Long-term outcomes of risk-reducing surgery in unaffected women at increased familial risk of breast and/or ovarian cancer (#128)

Louise Heiniger 1 2 3 , Phyllis N Butow 1 2 3 , Joseph Coll 1 2 4 , Tracey Bullen 1 2 3 5 , Judy Wilson 1 2 3 , Brandi Baylock 1 2 3 , Bettina Meiser 6 7 , kConFab Psychosocial Group on behalf of the kConFab Investigators , Melanie Price 1 2 3
  1. Psycho-oncology Co-operative Research Group (PoCoG), University of Sydney, NSW, Australia
  2. School of Psychology, The University of Sydney, NSW, Australia
  3. Centre for Medical Psychology and Evidence-based Decision-making (CeMPED), School of Psychology, University of Sydney, NSW, Australia
  4. School of Population Health, University of Queensland, Brisbane, QLD, Australia
  5. Institute of Child Protection Studies, Australian Catholic University, Canberra, ACT, Australia
  6. Psychosocial Research Group, Department of Medical Oncology, Prince of Wales Hospital Randwick, Randwick, NSW, Australia
  7. Prince of Wales Clinical School, University of New South Wales, Sydney, NSW, Australia

Aim: To prospectively investigate long-term psychosocial outcomes for women who opted for risk-reducing mastectomy (RRM) and/or risk-reducing salpingo-oophorectomy (RRSO).

Methods: Unaffected women from high-risk breast cancer families who had completed baseline questionnaires for an existing study and subsequently underwent RRM and/or RRSO, completed measures of perceived breast and ovarian cancer risk, anxiety, depression, cancer-related anxiety, body image, sexual functioning, menopausal symptoms, use of hormone replacement therapy and decision regret three years post-surgery. Outcomes were compared to age- and risk-matched controls.

Results: Participants (N=233) were 17 women who had RRM (39 controls), 38 women who had RRSO (94 controls) and 15 women who had RRM+RRSO (30 controls). Women who underwent RRM and those who underwent RRM+RRSO reported reductions in perceived breast cancer risk and perceived breast and ovarian cancer risk respectively, compared to their respective controls. RRM women reported greater reductions in cancer-related anxiety compared with both controls and RRSO women. RRSO women reported more sexual discomfort than controls and more urogenital menopausal symptoms than controls and RRM only women. No differences in general anxiety, depression or body image were observed. Regret was associated with greater reductions in body image since surgery and more sexual discomfort, although overall regret levels were low.

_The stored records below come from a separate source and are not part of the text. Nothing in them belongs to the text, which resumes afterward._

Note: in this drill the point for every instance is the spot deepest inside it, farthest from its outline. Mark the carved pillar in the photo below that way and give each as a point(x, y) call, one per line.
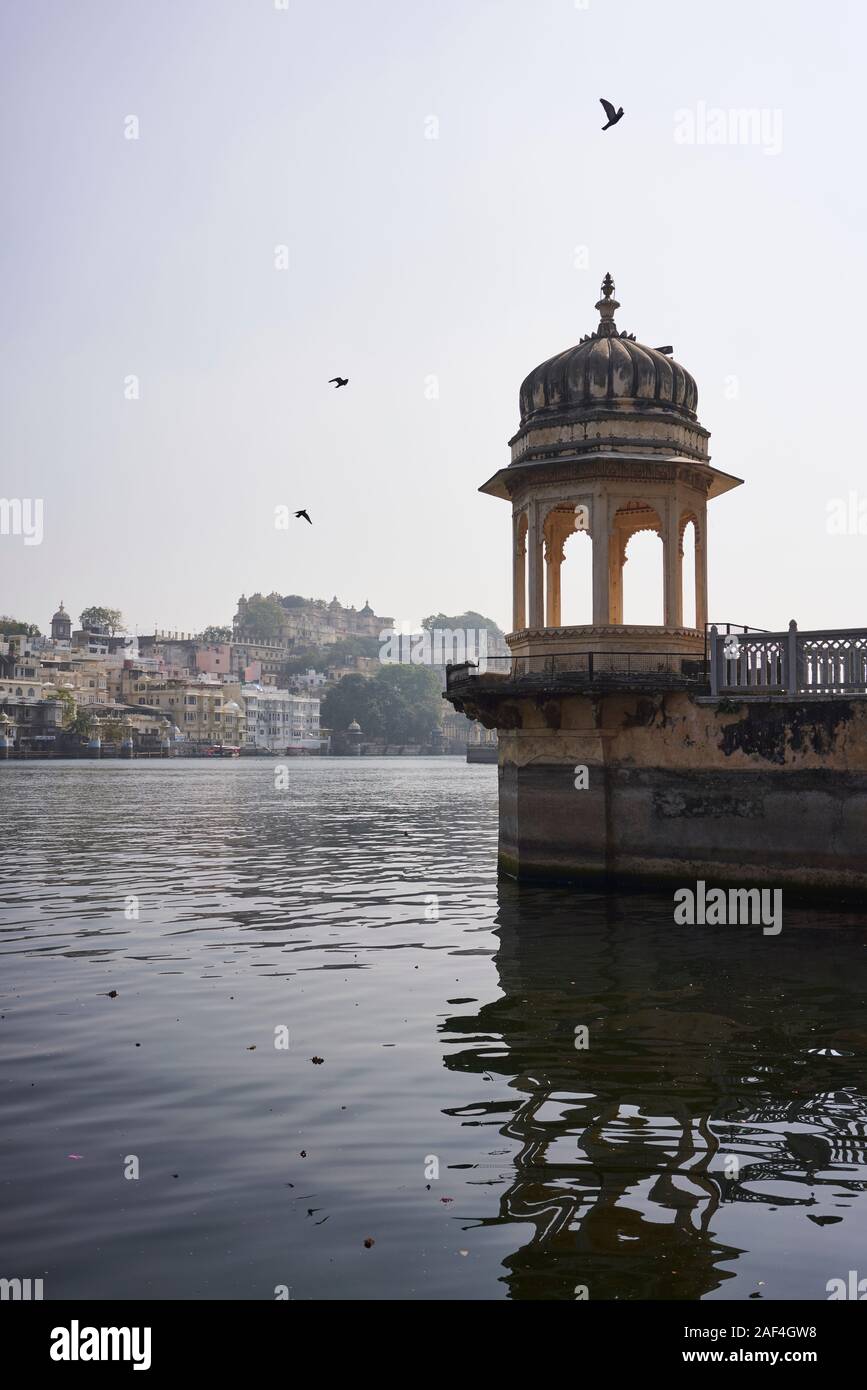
point(553, 556)
point(537, 577)
point(617, 558)
point(518, 573)
point(700, 570)
point(671, 559)
point(599, 533)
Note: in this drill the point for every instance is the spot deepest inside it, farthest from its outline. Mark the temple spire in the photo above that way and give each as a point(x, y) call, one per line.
point(607, 306)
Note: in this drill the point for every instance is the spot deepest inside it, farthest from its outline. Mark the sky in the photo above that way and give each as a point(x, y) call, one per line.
point(421, 199)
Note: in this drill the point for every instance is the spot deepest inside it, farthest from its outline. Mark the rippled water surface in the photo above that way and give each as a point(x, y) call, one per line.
point(707, 1143)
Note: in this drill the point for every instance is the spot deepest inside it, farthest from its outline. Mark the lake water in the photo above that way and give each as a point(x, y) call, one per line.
point(706, 1143)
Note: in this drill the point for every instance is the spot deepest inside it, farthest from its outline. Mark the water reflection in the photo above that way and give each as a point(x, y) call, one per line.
point(709, 1082)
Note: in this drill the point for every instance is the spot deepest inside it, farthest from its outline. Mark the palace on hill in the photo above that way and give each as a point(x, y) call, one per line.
point(311, 622)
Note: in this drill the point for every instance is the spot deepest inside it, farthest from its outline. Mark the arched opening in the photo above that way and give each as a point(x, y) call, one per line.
point(688, 570)
point(643, 580)
point(637, 588)
point(518, 598)
point(577, 581)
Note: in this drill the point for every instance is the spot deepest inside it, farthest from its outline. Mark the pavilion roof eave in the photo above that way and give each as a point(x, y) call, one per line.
point(495, 487)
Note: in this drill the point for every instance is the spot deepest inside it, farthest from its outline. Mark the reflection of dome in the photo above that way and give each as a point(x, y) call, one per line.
point(606, 370)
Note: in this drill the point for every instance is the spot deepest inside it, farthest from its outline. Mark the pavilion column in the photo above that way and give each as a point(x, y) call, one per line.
point(518, 573)
point(599, 533)
point(616, 563)
point(537, 577)
point(700, 570)
point(553, 555)
point(673, 562)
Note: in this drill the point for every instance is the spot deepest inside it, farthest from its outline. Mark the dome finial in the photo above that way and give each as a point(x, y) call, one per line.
point(607, 306)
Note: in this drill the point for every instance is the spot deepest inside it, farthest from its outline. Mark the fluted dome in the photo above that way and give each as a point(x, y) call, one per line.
point(607, 371)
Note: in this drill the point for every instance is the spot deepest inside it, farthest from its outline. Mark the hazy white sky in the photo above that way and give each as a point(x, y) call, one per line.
point(413, 257)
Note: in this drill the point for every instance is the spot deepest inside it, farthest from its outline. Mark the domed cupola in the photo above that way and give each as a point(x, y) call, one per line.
point(61, 624)
point(609, 445)
point(609, 392)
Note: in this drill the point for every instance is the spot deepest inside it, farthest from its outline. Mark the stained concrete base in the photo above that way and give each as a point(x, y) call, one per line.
point(680, 788)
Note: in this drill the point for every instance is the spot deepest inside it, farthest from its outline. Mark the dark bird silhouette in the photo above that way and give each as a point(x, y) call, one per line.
point(612, 114)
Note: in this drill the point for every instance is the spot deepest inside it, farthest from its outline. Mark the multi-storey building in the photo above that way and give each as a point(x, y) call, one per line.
point(277, 720)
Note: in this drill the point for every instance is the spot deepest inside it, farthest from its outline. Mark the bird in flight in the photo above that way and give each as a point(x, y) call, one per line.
point(612, 114)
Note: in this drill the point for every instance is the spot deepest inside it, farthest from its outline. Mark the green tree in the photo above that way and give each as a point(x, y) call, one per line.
point(81, 723)
point(418, 708)
point(461, 620)
point(96, 619)
point(14, 627)
point(400, 704)
point(68, 705)
point(263, 617)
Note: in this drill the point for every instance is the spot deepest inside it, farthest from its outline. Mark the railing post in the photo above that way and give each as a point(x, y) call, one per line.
point(792, 659)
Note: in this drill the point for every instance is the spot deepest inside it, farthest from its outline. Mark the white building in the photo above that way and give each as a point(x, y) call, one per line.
point(279, 720)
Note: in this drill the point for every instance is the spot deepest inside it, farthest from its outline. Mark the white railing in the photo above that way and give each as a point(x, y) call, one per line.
point(788, 663)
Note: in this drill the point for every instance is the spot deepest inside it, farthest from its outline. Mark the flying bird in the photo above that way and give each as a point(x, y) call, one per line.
point(612, 114)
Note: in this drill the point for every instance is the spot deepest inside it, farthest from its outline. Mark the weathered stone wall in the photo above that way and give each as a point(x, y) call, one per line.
point(763, 792)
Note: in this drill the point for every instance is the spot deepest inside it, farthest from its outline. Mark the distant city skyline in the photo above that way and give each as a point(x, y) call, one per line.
point(213, 210)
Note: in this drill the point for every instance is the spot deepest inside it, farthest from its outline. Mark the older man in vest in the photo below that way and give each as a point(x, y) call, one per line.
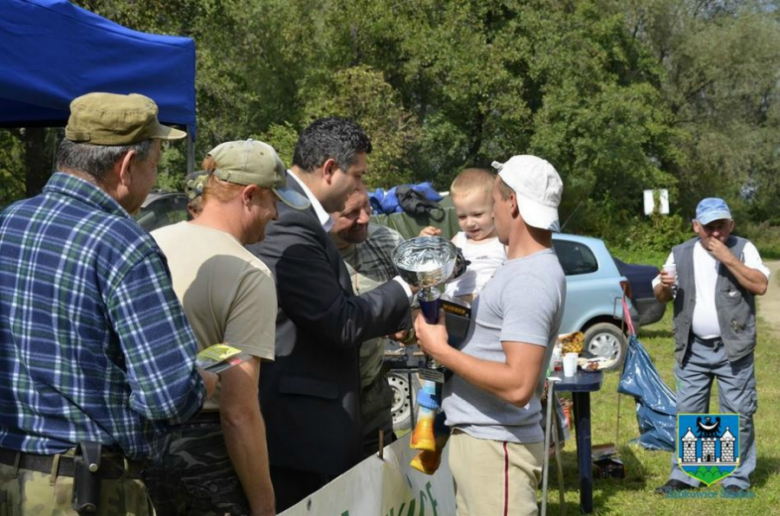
point(717, 278)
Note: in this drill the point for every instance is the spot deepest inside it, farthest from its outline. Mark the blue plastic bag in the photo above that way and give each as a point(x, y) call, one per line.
point(386, 201)
point(656, 411)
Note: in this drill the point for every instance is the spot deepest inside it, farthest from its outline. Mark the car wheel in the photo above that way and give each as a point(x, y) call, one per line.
point(605, 340)
point(404, 399)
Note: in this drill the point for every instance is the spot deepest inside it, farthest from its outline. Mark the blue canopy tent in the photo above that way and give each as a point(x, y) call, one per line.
point(52, 51)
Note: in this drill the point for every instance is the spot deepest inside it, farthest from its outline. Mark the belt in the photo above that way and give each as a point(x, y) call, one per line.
point(112, 466)
point(712, 342)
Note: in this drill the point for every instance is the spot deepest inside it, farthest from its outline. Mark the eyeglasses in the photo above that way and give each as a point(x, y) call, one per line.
point(718, 225)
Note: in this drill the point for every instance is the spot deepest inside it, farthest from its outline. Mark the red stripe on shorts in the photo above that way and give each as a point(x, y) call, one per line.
point(506, 481)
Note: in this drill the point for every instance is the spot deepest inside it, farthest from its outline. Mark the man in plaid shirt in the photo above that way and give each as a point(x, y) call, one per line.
point(94, 345)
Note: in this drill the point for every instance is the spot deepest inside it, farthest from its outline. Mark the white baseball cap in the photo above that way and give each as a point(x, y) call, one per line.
point(538, 187)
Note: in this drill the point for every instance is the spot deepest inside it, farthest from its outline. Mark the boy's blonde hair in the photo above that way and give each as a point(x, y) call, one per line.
point(473, 180)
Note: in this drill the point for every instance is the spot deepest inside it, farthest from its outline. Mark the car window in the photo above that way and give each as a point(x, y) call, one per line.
point(163, 212)
point(575, 258)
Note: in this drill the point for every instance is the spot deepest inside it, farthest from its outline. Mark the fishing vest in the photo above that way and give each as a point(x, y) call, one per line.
point(735, 306)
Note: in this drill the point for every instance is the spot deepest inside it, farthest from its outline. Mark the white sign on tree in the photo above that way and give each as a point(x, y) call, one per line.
point(657, 200)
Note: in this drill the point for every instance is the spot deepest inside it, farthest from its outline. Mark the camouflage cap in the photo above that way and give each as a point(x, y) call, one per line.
point(111, 119)
point(195, 183)
point(249, 162)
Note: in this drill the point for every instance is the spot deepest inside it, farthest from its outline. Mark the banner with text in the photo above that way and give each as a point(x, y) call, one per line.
point(384, 487)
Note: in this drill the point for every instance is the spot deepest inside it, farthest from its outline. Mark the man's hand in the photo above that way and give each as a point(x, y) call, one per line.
point(432, 338)
point(430, 231)
point(210, 380)
point(719, 251)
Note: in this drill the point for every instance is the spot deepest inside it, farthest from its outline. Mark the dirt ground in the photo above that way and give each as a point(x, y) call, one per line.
point(769, 303)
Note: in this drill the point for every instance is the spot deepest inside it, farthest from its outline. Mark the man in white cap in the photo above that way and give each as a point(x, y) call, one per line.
point(492, 400)
point(229, 296)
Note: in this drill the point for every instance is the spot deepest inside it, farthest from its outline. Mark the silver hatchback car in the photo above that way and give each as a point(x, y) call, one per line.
point(594, 293)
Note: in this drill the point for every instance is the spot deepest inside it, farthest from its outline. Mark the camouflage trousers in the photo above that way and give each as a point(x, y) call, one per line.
point(196, 476)
point(31, 493)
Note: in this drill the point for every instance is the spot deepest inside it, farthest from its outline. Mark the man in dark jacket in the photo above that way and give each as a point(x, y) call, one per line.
point(310, 394)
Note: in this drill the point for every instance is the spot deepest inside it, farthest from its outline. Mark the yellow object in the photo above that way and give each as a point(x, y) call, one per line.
point(423, 437)
point(217, 353)
point(427, 461)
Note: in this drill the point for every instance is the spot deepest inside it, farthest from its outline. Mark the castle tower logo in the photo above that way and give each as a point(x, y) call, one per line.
point(708, 445)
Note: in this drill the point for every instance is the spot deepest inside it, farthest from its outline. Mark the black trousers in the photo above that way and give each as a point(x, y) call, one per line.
point(292, 485)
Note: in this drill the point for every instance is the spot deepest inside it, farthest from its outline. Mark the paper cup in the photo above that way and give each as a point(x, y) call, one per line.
point(672, 271)
point(570, 364)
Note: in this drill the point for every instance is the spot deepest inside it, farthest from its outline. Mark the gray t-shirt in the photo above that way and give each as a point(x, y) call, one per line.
point(522, 303)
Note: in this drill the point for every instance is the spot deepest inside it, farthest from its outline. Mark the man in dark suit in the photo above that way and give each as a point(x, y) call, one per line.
point(310, 394)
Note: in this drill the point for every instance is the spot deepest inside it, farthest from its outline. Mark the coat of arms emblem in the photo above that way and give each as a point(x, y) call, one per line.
point(708, 445)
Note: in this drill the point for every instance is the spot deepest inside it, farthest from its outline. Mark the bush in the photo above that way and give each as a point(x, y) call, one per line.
point(765, 237)
point(658, 233)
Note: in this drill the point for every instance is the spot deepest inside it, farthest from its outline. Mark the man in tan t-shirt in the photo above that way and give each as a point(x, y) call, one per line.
point(229, 296)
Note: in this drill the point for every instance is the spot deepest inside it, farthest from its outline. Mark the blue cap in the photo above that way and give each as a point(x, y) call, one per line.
point(712, 208)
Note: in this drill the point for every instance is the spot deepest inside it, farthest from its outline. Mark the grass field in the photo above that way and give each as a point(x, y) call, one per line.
point(647, 470)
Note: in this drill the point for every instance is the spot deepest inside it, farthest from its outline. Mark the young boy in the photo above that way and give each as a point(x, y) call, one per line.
point(472, 197)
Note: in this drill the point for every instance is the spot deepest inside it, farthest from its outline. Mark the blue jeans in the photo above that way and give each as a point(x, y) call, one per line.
point(705, 361)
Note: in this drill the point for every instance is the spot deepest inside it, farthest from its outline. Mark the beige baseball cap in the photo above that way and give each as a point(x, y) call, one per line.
point(250, 162)
point(538, 187)
point(111, 119)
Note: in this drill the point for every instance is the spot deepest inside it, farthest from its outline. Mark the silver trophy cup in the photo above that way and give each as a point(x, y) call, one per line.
point(426, 262)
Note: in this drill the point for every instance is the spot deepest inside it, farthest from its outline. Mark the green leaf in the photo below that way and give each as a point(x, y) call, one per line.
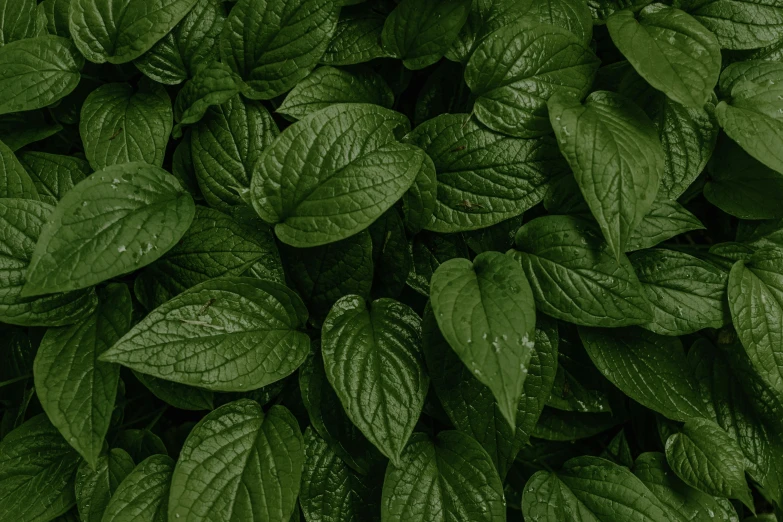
point(751, 115)
point(215, 245)
point(756, 303)
point(483, 177)
point(192, 44)
point(324, 274)
point(470, 405)
point(671, 50)
point(616, 157)
point(706, 458)
point(119, 125)
point(450, 478)
point(649, 368)
point(94, 487)
point(36, 72)
point(15, 182)
point(420, 33)
point(37, 469)
point(511, 77)
point(22, 221)
point(224, 145)
point(272, 44)
point(576, 278)
point(115, 221)
point(592, 489)
point(331, 491)
point(239, 464)
point(76, 390)
point(144, 494)
point(486, 312)
point(52, 174)
point(373, 359)
point(350, 168)
point(121, 31)
point(215, 84)
point(327, 85)
point(686, 293)
point(742, 186)
point(227, 334)
point(739, 24)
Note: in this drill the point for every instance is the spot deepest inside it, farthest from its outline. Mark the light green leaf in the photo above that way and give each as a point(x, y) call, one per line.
point(483, 177)
point(671, 50)
point(420, 33)
point(450, 478)
point(331, 491)
point(224, 145)
point(94, 487)
point(52, 174)
point(756, 303)
point(77, 391)
point(649, 368)
point(36, 72)
point(333, 173)
point(119, 125)
point(121, 31)
point(372, 357)
point(144, 494)
point(114, 222)
point(575, 277)
point(470, 405)
point(512, 79)
point(191, 45)
point(327, 85)
point(215, 245)
point(616, 157)
point(37, 469)
point(272, 44)
point(239, 464)
point(21, 222)
point(592, 489)
point(227, 334)
point(486, 312)
point(706, 458)
point(686, 293)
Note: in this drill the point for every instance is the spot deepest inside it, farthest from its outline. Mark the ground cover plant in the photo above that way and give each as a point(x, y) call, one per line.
point(391, 260)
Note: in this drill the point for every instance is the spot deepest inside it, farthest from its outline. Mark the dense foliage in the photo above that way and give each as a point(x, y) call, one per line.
point(391, 260)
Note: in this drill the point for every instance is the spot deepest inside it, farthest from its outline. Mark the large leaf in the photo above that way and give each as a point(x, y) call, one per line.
point(686, 293)
point(372, 357)
point(144, 494)
point(37, 473)
point(420, 33)
point(77, 391)
point(36, 72)
point(449, 479)
point(483, 177)
point(575, 277)
point(671, 50)
point(333, 173)
point(512, 77)
point(118, 31)
point(486, 312)
point(227, 334)
point(114, 222)
point(616, 157)
point(272, 44)
point(756, 302)
point(119, 125)
point(649, 368)
point(239, 464)
point(22, 221)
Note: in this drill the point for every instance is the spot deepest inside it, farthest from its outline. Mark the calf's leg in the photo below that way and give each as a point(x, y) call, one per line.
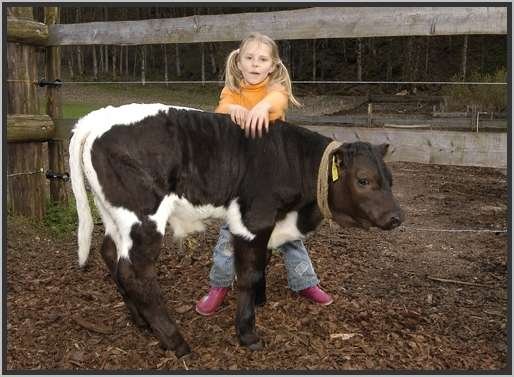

Conclusions: Women who undergo RRM experience psychological benefits associated with reduced breast cancer risk. Although women who undergo RRSO experience some deterioration in sexual and menopausal symptoms, they do not regret their surgery decision. It is vital that women considering these procedures receive detailed information about potential psychosocial consequences.